Louise Mathewson - Author & Poet
|Posted on December 5, 2012 at 12:40 AM|
A beautiful sunny day in NY, 60 degrees in early December! I came to visit my children and 2 handsome, wonderful grandsons, 9 and 7 1/2! As I walked down York Avenue, facing the south, I received a huge dose of sun medicine as it seeped into my pineal gland. Suddenly, I spotted flowers on a corner lot. I just had to stop to take pictures, to thrill in the garden of colors and shapes that feed my eyes and soul here in the early days of December in New York City! What a joy!
Nature, so little of it in NYC, and yet I found it on a busy, noisy, stimulating street with walkers, cars, trucks, honks, beeps, running motors, pounding jackhammers, noise, noise, noise! As I walked, I thought to myself, there is no such thing as silence in NYC. And yet I crave silence for the deepest part of my being, after a traumtic brain injury. I couldn’t live here for very long without going a wee bit crazy, without feeling starved for the medicine of nature.
As my nervous system became over-stimulated by the sites and sounds of NY, I pulled deep into my self, as close to my core as I could. In the middle of a big city, where I am usually hyper-vigilant as I search for safety, I pulled in to myself to see if there was a message inside below the noise of the city that pounded against my ear drums, that are now so hyper-sensitive.
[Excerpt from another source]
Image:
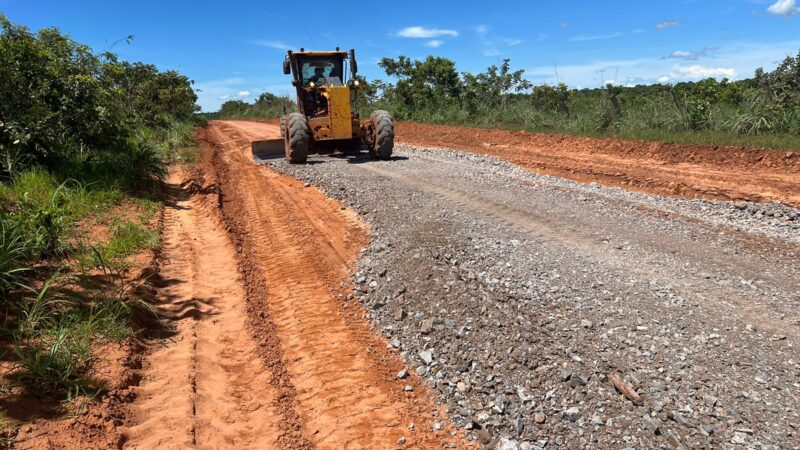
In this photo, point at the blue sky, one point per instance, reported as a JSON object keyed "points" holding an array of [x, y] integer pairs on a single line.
{"points": [[234, 49]]}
What I found was that the stimulation on a NYC street felt like the chaos of a car wreck, with the sound of shattering glass, screeching tires, metal hitting metal, crunching, pounding, honking. I knew then that I needed to go back to my hotel room. There I would find quiet, there I could put on my iPod with soft music, there I could close my eyes and get relief from unconscious memories that my body held alone, without the consciousness of my spirit, or a working left brain to tell me that I was now OK.
The accident was nearly 10 years ago, almost ancient history. In the breezes of a beautiful day on a noisy NYC street, my body still remembers that chaos nearly stole my life. Instead, chaos left me with a brain injury, so I had to take a different route in life than I had planned.